Après un premier semestre 2025 catastrophique avec une marge opérationnelle négative de -3,4 % en Amérique du Nord, le groupe a amorcé un ajustement de ses stocks et multiplié les promotions dès la seconde moitié de 2024.
Pour UBS, 2026 marquera le grand retour de Stellantis sur ce marché stratégique, avec une remontée espérée de 1,2 point de pourcentage de part de marché. Un signal fort vers un retour à la rentabilité.
Offensive produits et contexte réglementaire plus clément
Le retour en force sur le segment des pick-ups d’entrée de gamme, notamment via la réintroduction du RAM 1500 Express, représente un atout majeur. UBS reconnaît que ces versions génèrent des marges inférieures aux modèles haut de gamme, mais elles restent plus lucratives que d’autres segments. Le lancement du moteur V8 Hemi, qui cumule déjà plus de 40 000 commandes, renforce cette dynamique.

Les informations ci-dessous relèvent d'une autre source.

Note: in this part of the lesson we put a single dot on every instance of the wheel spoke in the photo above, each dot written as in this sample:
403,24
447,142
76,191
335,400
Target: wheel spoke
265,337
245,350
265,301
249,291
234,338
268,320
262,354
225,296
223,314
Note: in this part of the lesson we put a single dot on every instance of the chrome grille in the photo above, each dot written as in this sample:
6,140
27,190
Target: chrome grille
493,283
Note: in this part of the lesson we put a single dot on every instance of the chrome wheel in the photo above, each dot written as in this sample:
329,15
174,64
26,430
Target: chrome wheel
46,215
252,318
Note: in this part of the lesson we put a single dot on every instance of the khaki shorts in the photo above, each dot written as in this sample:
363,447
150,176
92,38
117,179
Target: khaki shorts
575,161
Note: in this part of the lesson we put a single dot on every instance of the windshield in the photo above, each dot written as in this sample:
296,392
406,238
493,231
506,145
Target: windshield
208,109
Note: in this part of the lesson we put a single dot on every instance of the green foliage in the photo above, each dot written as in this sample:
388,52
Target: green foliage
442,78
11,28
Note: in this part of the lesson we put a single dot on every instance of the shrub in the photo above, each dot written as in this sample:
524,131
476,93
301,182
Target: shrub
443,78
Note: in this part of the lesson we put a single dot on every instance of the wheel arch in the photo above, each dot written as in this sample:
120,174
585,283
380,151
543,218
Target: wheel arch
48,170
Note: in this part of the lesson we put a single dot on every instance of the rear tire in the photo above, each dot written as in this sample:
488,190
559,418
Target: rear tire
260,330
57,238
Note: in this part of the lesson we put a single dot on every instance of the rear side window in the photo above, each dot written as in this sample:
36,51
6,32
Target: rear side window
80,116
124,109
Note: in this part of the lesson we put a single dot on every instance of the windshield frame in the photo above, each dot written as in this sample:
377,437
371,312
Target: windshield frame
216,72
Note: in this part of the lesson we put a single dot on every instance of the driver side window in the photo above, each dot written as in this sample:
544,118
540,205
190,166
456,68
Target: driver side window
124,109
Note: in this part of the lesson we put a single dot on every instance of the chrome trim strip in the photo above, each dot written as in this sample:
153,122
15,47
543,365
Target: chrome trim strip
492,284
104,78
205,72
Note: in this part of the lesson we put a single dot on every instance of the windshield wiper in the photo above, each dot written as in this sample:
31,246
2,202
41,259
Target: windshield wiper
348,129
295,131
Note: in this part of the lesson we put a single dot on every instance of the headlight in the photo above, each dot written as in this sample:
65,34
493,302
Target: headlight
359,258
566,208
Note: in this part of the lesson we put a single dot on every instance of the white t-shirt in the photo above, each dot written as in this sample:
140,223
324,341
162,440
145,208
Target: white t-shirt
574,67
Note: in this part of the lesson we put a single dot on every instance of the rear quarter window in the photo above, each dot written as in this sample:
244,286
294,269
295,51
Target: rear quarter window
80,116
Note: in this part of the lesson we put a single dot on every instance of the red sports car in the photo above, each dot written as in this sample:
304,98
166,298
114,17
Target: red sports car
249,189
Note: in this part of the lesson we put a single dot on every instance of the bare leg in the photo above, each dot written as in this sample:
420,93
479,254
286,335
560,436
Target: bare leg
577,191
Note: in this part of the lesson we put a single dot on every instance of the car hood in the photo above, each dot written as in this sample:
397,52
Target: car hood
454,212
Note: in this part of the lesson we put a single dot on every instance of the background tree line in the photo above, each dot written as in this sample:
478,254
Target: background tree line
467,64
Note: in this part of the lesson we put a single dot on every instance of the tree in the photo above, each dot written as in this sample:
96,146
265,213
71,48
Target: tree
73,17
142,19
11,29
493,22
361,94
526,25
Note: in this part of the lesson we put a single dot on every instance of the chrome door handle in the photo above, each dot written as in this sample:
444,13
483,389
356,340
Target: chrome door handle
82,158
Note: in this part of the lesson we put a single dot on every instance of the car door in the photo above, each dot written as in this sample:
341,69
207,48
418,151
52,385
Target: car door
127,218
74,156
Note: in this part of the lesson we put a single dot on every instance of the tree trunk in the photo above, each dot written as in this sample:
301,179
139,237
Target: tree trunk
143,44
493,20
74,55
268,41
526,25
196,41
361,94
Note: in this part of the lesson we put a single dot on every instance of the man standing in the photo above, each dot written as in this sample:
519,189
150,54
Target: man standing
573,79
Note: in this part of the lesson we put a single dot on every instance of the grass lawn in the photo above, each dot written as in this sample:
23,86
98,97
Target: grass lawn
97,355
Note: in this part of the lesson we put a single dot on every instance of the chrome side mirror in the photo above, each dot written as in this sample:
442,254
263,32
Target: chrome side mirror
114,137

L’offensive s’articule autour d’une gamme renouvelée comprenant le nouveau Jeep Cherokee et une nouvelle génération de muscle cars thermiques comme la Dodge Charger Daytona, autant d’éléments destinés à gonfler les volumes.
UBS met également l’accent sur l’impact favorable des récents assouplissements réglementaires américains concernant les normes d’émissions de CO2. Ces mesures, prises sous l’administration Trump, suppriment les amendes infligées aux constructeurs et allègent la pression sur l’écoulement de véhicules hybrides aux marges faibles et à la demande limitée.
Stellantis peut désormais se reconcentrer sur les motorisations essence traditionnelles, plus rentables selon UBS, et satisfaire une demande élargie, particulièrement sur des modèles emblématiques comme le Jeep Wrangler.
Conjugués aux efforts de maîtrise des coûts, ces facteurs devraient propulser le résultat opérationnel courant à 5,4 milliards d’euros en 2026 (+3 milliards), pour une marge opérationnelle de 3,3 %. La génération de trésorerie devrait retrouver son équilibre.
Renault dans la tourmente, objectif de cours en chute libre
L’optimisme affiché pour Stellantis contraste avec les inquiétudes sur Renault. UBS abaisse drastiquement son objectif de cours à 28 euros contre 38 euros auparavant, soit un potentiel baissier de près de 19 %.
La banque brosse un tableau sombre pour 2026 : dégradation probable des marges, au mieux une stabilisation. Les signaux d’alarme se multiplient : carnet de commandes en berne, détérioration du positionnement prix, mix-produit défavorable face aux coûts, gonflement des stocks chez les distributeurs.
La montée en puissance des véhicules électriques dans les ventes constitue également un facteur d’érosion des marges.
UBS table sur une marge opérationnelle ramenée à 5,2 % en 2026 contre 6,5 % en 2025. Lors de la présentation de son nouveau plan stratégique prévue au premier trimestre 2026, Renault devrait viser une stabilisation autour de 6 % à moyen terme. Mais la banque mise plutôt sur une rentabilité plus modeste (3 à 4 %) en 2028, les leviers de croissance identifiés – électrification, expansion internationale et ventes partenaires – étant jugés peu favorables aux marges.